Su questo ambito – della vita, delle cure sanitarie e della morte -, è innanzi tutto necessaria una legge nazionale che uniformi l’operato dei sanitari: il documento deve tener conto della complessità del tema, senza ideologie e scorciatoie, ma con la fatica del confronto e dell’approfondimento nelle sedi giuste, con un dibattito approfondito in Parlamento.
Rifugiarsi nella dizione “legge procedimentale”, come è stato fatto in Toscana, sembra aggirare la necessità di una procedura e un iter nazionale. Come è stato notato da qualcuno, la legge rischia inoltre di essere impugnata dal Governo per una evidente incompetenza delle regioni a legiferare in questo ambito.
In un tempo in cui è fortemente messa in discussione l’autonomia differenziata con tutte le sue conseguenze, sembra davvero poco coerente puntare su un provvedimento regionale. Mi sembra perciò equilibrato quanto afferma Paolo Ciani, vicepresidente alla Camera del gruppo “Partito Democratico -Italia democratica e Progressista”:«Credo che su temi così delicati non servano fughe in avanti, ma una riflessione ampia; cosi’ come sono convinto che sia necessaria la vicinanza ai malati e la lotta al dolore, sviluppando e implementando le cure palliative e non validare un presunto ‘diritto alla morte’».
Anche i vescovi toscani si sono espressi chiaramente nel gennaio scorso: «Nella cura delle persone in condizione di fragilità, la Toscana è stata esempio per tutti: la nascita dei primi ospedali, dei primi orfanotrofi, delle associazioni dedicate alla cura dei malati e dei moribondi, come le Misericordie, e poi tutto il movimento del volontariato, sono un’eredità che continua viva. Ci sembra che in un momento di crisi del sistema sanitario regionale, più che alla redazione di “leggi simbolo”, i legislatori debbano dare la precedenza al progresso possibile anche nel presente quadro legislativo, in un rinnovato impegno riguardo alle cure palliative, alla valorizzazione di ogni sforzo di accompagnamento e di sostegno alla fragilità. La vita umana è un valore assoluto, tutelato anche dalla Costituzione: non c’è un “diritto di morire” ma il diritto di essere curati».

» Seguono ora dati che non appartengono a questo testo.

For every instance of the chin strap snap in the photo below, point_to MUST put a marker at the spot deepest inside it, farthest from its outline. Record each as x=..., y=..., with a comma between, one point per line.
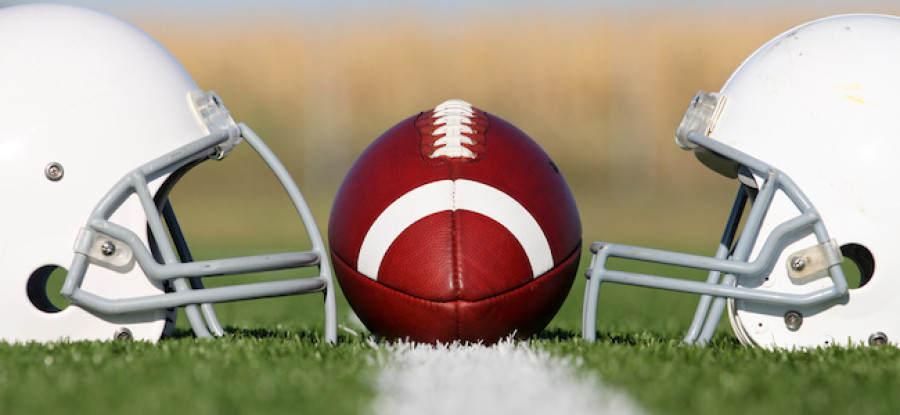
x=814, y=261
x=104, y=250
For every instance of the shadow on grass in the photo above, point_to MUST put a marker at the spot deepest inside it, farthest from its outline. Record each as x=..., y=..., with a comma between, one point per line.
x=257, y=333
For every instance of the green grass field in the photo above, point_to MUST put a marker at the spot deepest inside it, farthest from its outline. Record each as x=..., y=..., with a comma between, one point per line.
x=273, y=361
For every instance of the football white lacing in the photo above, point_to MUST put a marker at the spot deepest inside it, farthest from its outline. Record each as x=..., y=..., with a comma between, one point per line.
x=452, y=116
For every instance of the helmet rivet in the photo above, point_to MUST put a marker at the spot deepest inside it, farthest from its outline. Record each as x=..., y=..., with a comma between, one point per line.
x=878, y=339
x=54, y=171
x=108, y=248
x=798, y=263
x=793, y=320
x=123, y=334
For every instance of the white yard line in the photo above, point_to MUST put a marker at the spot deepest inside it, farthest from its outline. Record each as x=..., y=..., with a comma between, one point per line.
x=501, y=379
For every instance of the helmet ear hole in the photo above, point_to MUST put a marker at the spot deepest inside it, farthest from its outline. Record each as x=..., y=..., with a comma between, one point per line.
x=43, y=288
x=858, y=265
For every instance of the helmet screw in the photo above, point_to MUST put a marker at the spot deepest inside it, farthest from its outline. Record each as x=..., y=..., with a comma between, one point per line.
x=108, y=248
x=54, y=171
x=878, y=339
x=793, y=320
x=798, y=263
x=123, y=334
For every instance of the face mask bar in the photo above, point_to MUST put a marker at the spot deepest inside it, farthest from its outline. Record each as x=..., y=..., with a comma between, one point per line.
x=727, y=265
x=104, y=243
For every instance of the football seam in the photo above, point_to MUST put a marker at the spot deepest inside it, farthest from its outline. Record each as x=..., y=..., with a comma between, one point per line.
x=457, y=301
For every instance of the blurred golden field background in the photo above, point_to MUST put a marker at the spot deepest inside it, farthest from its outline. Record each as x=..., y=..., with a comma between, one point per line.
x=602, y=93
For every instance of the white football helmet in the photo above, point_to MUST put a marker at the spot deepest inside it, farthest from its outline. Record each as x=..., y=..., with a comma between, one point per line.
x=808, y=125
x=97, y=123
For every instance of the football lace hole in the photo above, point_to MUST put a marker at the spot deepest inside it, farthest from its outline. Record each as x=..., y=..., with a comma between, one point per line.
x=43, y=288
x=858, y=265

La tradizione e la storia della Toscana, la prima ad abolire nel mondo la pena di morte nel 1786, si pone su una linea diversa, di difesa della vita e della dignità della persona. Il “diritto di essere curati“ è oggi leso da un progressivo smantellamento del sistema sanitario pubblico per cui molti, meno abbienti, non possono più curarsi. È, a mio avviso, questa priorità, eminentemente sociale, quella da privilegiare in campo sanitario.
Ho letto in modo attento le dichiarazioni dei vari consiglieri regionali che si sono espressi il 10 e l’11 febbraio su questa legge. Mi sembrano adeguate le parole del cardinal Lojudice, arcivescovo di Siena, presidente della Conferenza episcopale toscana: «Ai cappellani negli ospedali, alle religiose, ai religiosi e ai volontari che operano negli hospice e in tutti quei luoghi dove ogni giorno ci si confronta con la malattia, il dolore e la morte dico di non arrendersi e di continuare ad essere portatori di speranza, di vita. Nonostante tutto. Sancire con una legge regionale il diritto alla morte non è un traguardo, ma una sconfitta per tutti».
Provocatorie anche le considerazioni del vescovo Tardelli di Pescia : «Quanto ai cattolici impegnati in politica, ammesso che ancora esistano, almeno qualche volta non dovrebbero aver paura di andare contro corrente […]. Dal canto nostro, come Chiesa non arretreremo a fronte delle richieste di amore e di cura che provengono dalle famiglie e dalle comunità, che chiedono semmai più risorse e più sostegno per l’accompagnamento delle persone malate o fragili, per tutelarne realmente la dignità, fino alla fine».
La Regione Toscana ha fatto invece un’altra scelta: con una fuga in avanti, che ha voluto precedere regole nazionali, adeguatamente ponderate e discusse, di fronte alle sofferenze delle persone con malattie in fase terminale, invece di garantire risorse alle cure palliative e aiuti alle famiglie con malati fragili, preferisce ideologicamente legiferare in maniera indebita sul suicidio medicalmente assistito.
Quindi: attenzione alla sanità pubblica, cura dei più fragili, rispetto della persona in ogni fase della vita.